Given HMGA1’s role in modulating chromatin structure and the results of the sequence analysis and molecular simulations, we further probed HMGA1a phase separation in the presence of DNA. Aqueous solutions of HMGA1a at 10 μM concentration (labelled with Alexa 647) in the presence of nanomolar amounts of double‐stranded DNA (labelled with Atto 488) readily formed condensates (Figure 3a, centre panels). These condensates were up to 10‐fold larger in size as compared to condensates in the absence of DNA under otherwise identical conditions (Figure 3a, right panel). Though recent studies have revealed that DNAs or chromatins themselves can form condensates in the presence and absence of PEG.[ ³³ , ⁷⁰ ] A control experiment without protein, but only the DNA used present, did not result in condensate formation under this condition (Figure S2, right panel). We have also tested the other two DNA sequences under the same condition and these DNA sequences did not form droplets on their own, but both promoted HMGA1a forming droplets (Figure S3). This suggests that DNA promotes phase separation of HMGA1a in vitro.

To further characterise the phase behaviour of HMGA1a in the presence of DNA, we mapped out its phase diagram under constant crowding conditions. Using our PhaseScan high‐resolution droplet microfluidics approach, ^[71] we obtained phase diagrams for a range of HMGA1a and DNA concentrations (Figure 3b). HMGA1a readily phase separated with minimal (i. e., nanomolar) amounts of DNA over a broad range of protein concentrations. Of note, excess of DNA or protein leads to dissolution of condensates. Moreover, droplets merged and coalesced, substantiating their liquid‐like behaviour (Figure S4).

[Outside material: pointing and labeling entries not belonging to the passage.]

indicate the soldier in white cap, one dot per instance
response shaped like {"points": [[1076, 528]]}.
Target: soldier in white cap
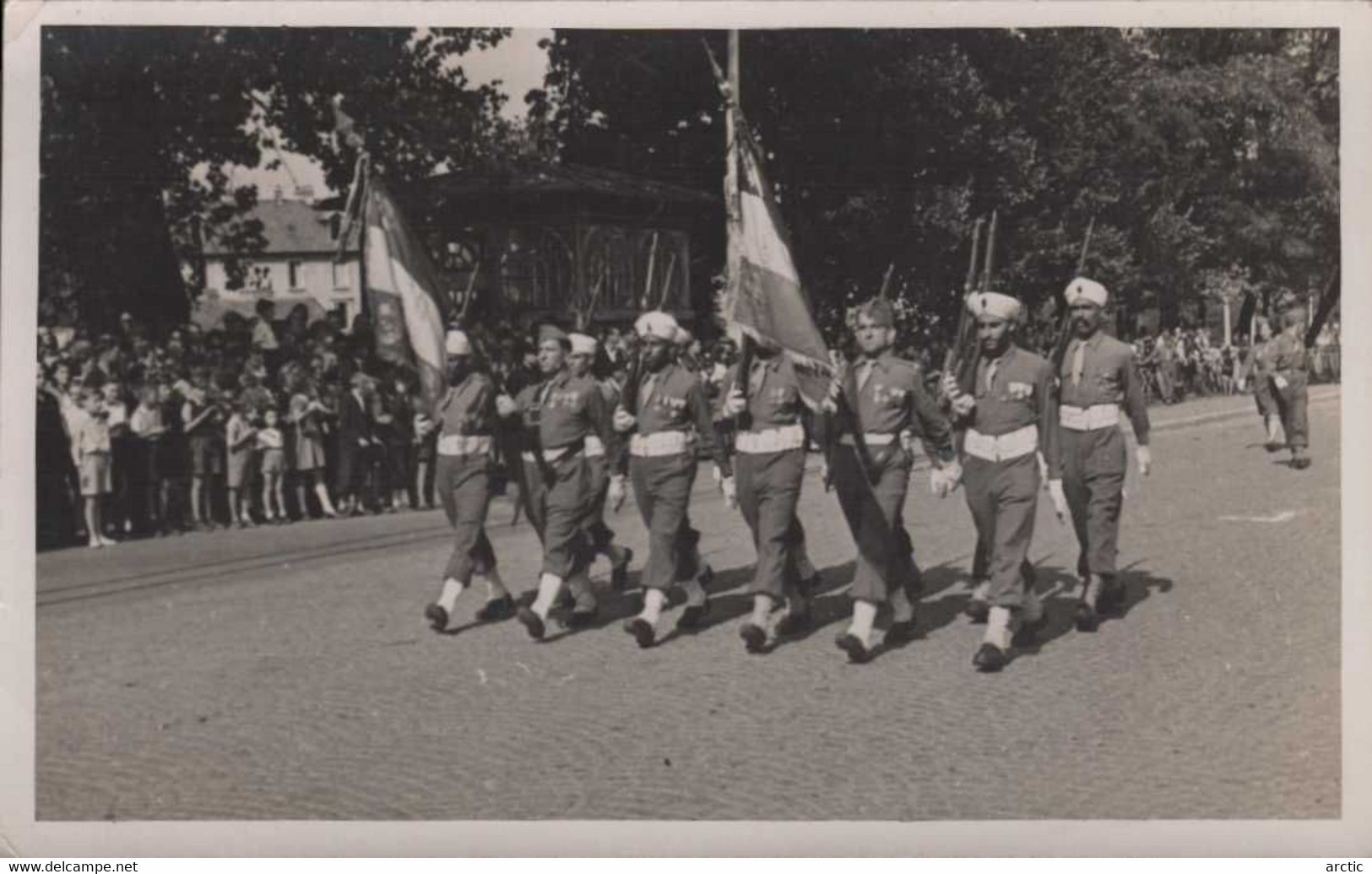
{"points": [[461, 480], [673, 419], [557, 415], [1010, 415], [1098, 377], [597, 454]]}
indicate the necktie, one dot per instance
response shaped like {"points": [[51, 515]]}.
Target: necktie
{"points": [[865, 371], [1079, 362]]}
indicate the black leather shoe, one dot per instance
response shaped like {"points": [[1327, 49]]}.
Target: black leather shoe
{"points": [[858, 652], [582, 619], [531, 623], [437, 616], [643, 632], [990, 659], [977, 611], [900, 632], [792, 625], [1087, 617], [755, 639], [693, 616], [497, 610], [619, 573]]}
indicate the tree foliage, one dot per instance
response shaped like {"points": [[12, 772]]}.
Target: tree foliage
{"points": [[1209, 158], [127, 113]]}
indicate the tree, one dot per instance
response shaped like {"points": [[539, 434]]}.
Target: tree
{"points": [[127, 113]]}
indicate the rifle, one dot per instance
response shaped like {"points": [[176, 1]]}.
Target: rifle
{"points": [[1060, 347], [952, 358]]}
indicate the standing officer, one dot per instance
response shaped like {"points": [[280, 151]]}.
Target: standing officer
{"points": [[463, 483], [1098, 377], [673, 419], [768, 467], [557, 482], [1288, 384], [601, 535], [887, 406], [1010, 415]]}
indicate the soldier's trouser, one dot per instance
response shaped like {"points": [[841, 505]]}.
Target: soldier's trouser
{"points": [[1291, 405], [768, 489], [559, 511], [876, 520], [1003, 497], [1093, 478], [662, 490], [599, 533], [464, 490]]}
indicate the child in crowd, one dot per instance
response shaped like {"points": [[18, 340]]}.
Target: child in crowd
{"points": [[272, 446], [241, 438], [92, 448], [147, 428]]}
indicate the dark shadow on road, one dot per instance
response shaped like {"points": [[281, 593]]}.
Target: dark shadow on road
{"points": [[1060, 611]]}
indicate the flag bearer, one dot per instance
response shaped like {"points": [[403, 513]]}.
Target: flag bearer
{"points": [[557, 483], [461, 478], [673, 421], [768, 468], [1098, 377], [887, 410], [1010, 415]]}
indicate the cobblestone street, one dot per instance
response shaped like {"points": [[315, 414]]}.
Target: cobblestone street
{"points": [[289, 674]]}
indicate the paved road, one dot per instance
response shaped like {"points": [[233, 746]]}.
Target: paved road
{"points": [[289, 674]]}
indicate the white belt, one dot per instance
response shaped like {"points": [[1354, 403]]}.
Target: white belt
{"points": [[770, 441], [464, 445], [870, 439], [594, 449], [549, 454], [1088, 417], [1001, 448], [660, 443]]}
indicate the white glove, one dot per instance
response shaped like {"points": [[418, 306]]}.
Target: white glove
{"points": [[1060, 500], [616, 491], [735, 402], [623, 421], [950, 386], [730, 491]]}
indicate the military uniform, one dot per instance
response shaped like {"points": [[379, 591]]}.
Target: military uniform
{"points": [[1288, 362], [1013, 421], [673, 421], [461, 474], [887, 397], [768, 470], [1097, 379], [557, 479]]}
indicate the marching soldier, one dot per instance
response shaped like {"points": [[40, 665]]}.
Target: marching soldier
{"points": [[557, 482], [887, 406], [673, 419], [1288, 384], [463, 482], [1010, 416], [768, 468], [601, 535], [1098, 377]]}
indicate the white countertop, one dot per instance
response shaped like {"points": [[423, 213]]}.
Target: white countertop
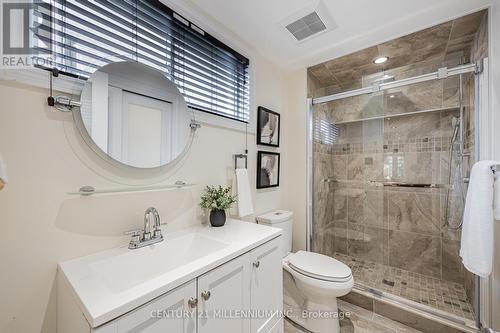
{"points": [[102, 296]]}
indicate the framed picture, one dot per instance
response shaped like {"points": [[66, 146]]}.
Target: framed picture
{"points": [[268, 169], [268, 127]]}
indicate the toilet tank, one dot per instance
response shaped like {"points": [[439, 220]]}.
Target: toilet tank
{"points": [[280, 219]]}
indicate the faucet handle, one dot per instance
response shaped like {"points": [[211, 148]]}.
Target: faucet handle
{"points": [[133, 233]]}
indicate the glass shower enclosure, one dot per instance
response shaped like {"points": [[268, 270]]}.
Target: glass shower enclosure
{"points": [[388, 168]]}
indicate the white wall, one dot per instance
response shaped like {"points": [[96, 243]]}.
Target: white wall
{"points": [[41, 225], [494, 95]]}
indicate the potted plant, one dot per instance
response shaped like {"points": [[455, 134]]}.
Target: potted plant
{"points": [[217, 199]]}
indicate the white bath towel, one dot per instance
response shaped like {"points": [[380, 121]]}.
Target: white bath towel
{"points": [[3, 171], [245, 204], [476, 247], [496, 197]]}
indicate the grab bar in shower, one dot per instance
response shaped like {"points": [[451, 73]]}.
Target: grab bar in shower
{"points": [[386, 184]]}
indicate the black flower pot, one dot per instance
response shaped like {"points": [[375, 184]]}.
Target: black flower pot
{"points": [[217, 217]]}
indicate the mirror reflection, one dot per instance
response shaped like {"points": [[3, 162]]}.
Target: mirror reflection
{"points": [[135, 115]]}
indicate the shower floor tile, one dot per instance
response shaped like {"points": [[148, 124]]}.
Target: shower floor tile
{"points": [[443, 295], [358, 320]]}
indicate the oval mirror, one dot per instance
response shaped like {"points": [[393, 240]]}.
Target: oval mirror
{"points": [[133, 114]]}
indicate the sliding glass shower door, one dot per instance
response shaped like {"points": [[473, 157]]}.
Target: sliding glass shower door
{"points": [[388, 192]]}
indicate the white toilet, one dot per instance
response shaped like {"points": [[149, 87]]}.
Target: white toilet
{"points": [[311, 281]]}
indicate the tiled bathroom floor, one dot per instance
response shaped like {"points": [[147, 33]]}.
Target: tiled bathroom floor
{"points": [[358, 320], [443, 295]]}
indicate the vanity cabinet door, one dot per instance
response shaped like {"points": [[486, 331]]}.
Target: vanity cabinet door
{"points": [[168, 313], [223, 292], [266, 285]]}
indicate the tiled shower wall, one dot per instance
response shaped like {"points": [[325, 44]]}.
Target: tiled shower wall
{"points": [[400, 227]]}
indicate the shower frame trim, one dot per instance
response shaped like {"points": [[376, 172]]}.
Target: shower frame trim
{"points": [[442, 73]]}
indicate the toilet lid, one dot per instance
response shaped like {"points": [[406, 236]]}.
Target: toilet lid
{"points": [[319, 266]]}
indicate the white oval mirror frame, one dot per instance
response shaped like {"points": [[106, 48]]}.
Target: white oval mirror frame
{"points": [[132, 115]]}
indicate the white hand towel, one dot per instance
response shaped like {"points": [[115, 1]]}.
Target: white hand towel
{"points": [[496, 197], [3, 171], [245, 204], [476, 247]]}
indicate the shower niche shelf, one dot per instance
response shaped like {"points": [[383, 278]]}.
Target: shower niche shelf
{"points": [[404, 114], [86, 191]]}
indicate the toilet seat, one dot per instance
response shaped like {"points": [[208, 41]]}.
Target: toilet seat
{"points": [[318, 266]]}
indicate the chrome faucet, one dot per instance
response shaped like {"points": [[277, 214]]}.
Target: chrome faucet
{"points": [[151, 234]]}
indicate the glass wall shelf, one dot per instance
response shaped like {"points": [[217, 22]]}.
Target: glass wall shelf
{"points": [[90, 190]]}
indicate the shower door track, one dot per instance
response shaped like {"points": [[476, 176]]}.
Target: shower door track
{"points": [[382, 295], [441, 73]]}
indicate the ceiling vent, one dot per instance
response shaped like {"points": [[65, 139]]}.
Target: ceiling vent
{"points": [[308, 22], [306, 26]]}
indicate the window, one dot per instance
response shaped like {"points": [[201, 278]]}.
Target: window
{"points": [[86, 35], [325, 132]]}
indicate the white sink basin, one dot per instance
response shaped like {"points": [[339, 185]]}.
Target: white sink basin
{"points": [[113, 282], [140, 265]]}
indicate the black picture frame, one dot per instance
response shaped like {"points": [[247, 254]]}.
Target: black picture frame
{"points": [[268, 178], [263, 118]]}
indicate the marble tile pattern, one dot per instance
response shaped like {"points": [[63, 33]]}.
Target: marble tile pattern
{"points": [[437, 293], [358, 320], [405, 229]]}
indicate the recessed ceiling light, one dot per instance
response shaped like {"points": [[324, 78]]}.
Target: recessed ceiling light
{"points": [[380, 60]]}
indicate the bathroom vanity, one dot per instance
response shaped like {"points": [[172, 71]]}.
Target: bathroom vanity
{"points": [[201, 279]]}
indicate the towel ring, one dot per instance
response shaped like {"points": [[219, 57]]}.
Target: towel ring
{"points": [[237, 157]]}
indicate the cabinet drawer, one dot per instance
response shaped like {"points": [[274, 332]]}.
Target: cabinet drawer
{"points": [[164, 314], [266, 285]]}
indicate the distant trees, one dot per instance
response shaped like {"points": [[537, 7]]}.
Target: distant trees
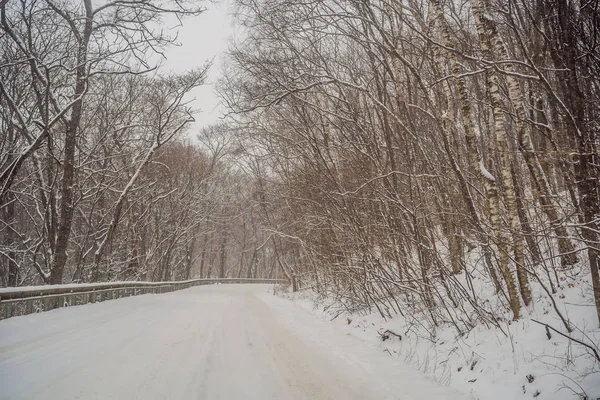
{"points": [[95, 182], [401, 140]]}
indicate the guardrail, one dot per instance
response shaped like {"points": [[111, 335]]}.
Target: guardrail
{"points": [[29, 300]]}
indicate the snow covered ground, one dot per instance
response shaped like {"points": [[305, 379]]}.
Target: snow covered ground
{"points": [[518, 362], [210, 342]]}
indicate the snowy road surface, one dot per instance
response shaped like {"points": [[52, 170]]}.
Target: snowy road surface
{"points": [[211, 342]]}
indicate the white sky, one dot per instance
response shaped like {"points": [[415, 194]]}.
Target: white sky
{"points": [[203, 38]]}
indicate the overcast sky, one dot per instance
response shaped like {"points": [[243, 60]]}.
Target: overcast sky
{"points": [[203, 38]]}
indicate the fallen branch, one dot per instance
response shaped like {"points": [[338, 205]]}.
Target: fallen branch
{"points": [[593, 349]]}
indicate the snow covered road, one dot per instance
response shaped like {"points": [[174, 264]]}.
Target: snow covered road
{"points": [[208, 342]]}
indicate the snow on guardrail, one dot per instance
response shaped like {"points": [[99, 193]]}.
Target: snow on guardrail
{"points": [[34, 299]]}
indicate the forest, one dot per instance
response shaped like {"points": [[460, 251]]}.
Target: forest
{"points": [[423, 157]]}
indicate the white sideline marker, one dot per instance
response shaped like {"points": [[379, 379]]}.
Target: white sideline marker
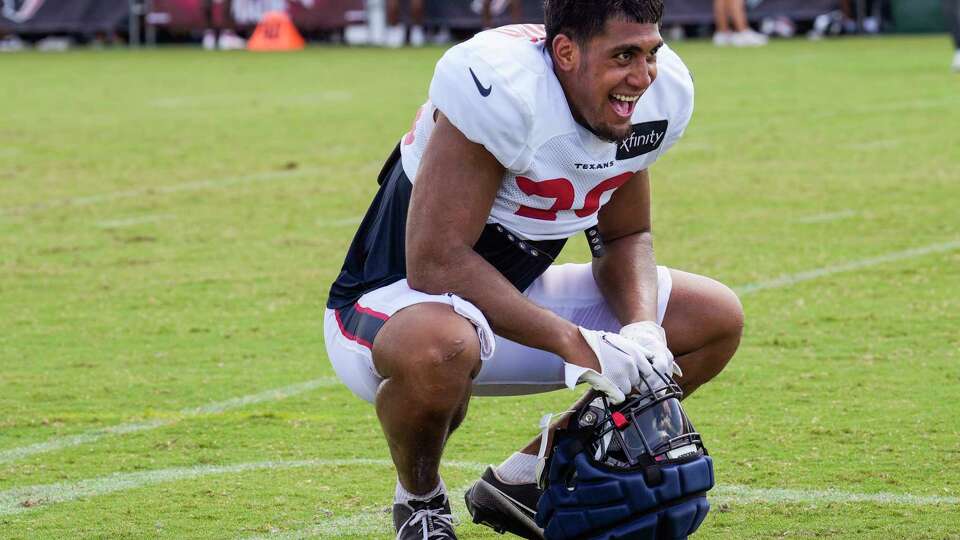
{"points": [[93, 435], [131, 221], [30, 498], [175, 188], [25, 499], [827, 217], [792, 279]]}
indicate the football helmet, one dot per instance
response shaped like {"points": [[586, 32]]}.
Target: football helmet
{"points": [[635, 470]]}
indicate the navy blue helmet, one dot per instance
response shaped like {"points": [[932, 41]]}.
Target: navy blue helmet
{"points": [[635, 470]]}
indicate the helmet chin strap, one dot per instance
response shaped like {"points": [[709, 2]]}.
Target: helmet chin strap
{"points": [[542, 453]]}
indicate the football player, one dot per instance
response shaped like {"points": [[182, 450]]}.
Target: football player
{"points": [[531, 134]]}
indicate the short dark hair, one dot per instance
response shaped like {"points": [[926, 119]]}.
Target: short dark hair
{"points": [[584, 19]]}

HMGA1a forms liquid droplet‐like foci in the nucleus

Based on our in vitro findings, we then sought to examine whether HMGA1a forms phase separated condensates in cells. When EGFP‐tagged HMGA1a was overexpressed under the strong CMV promoter in IMR90 human fibroblasts, we indeed observed the formation of droplet‐like HMGA1a foci in the nucleus (Figure 4a). A closer look at the foci revealed that HMGA1a foci are spherical, consistent with liquid‐like systems typically associated with LLPS.[ ⁶² , ⁷² , ⁷³ , ⁷⁴ ]

HMGA1a forms condensate foci in the nucleus when overexpressed in IMR90 fibroblasts. (a) GFP‐HMGA1a proteins nucleate and form spherical, droplet‐like foci. (b) Full FRAP of HMGA1a foci. Shown is the average signal from 6 condensate foci. HMGA1a foci recover on a timescale of 1.5 s, and the mobile fraction is 80±2%. Data points are mean values; error bars indicate standard deviation. (c) Exemplary image series from FRAP experiments as performed in panel b. (d) Partial FRAP of HMGA1a foci. The intensity profiles shown in the lower panels correspond to the orange lines of the above images. Scale bars, 2 μm.

To further assess the liquid‐like characteristic of HMGA1a condensates, we performed fluorescence recovery after photobleaching (FRAP) experiments on HMGA1a foci. These experiments revealed fast recovery times (average t _1/2=1.5 s) with a high mobile fraction (80 %) (Figure 4b). This exchange rate (1.5 s) is comparable with, or even faster than, those of many molecules within nuclear biomolecular condensates, ^[75] and the mobile fraction is higher than for many heterochromatin proteins, such as HP1a (50 %), which has been shown to be able to form phase‐separated condensates in Drosophila and mammalian cells.[ ³⁵ , ³⁷ ] These results support the dynamic liquid‐like behaviour of GFP‐HMGA1a within HMGA condensates.[ ³² , ⁷⁶ , ⁷⁷ ] Owing to the small size of HMGA1a foci, fluorescence recovery determined by FRAP, as performed here, probes both the entry and exit of EGFP‐HMGA1a molecules to the foci from the fluid phase in addition to the mobility of EGFP‐HMGA1a in the condensate (Figure 4c). To probe HMGA1a fluidity exclusively within the condensates, we performed partial bleaching experiments (Figure 4d). Fluorescence rapidly recovered (in less than 1 s) from HMGA1a foci. This corroborates that EGFP‐HMGA1a foci exhibit liquid‐like characteristics.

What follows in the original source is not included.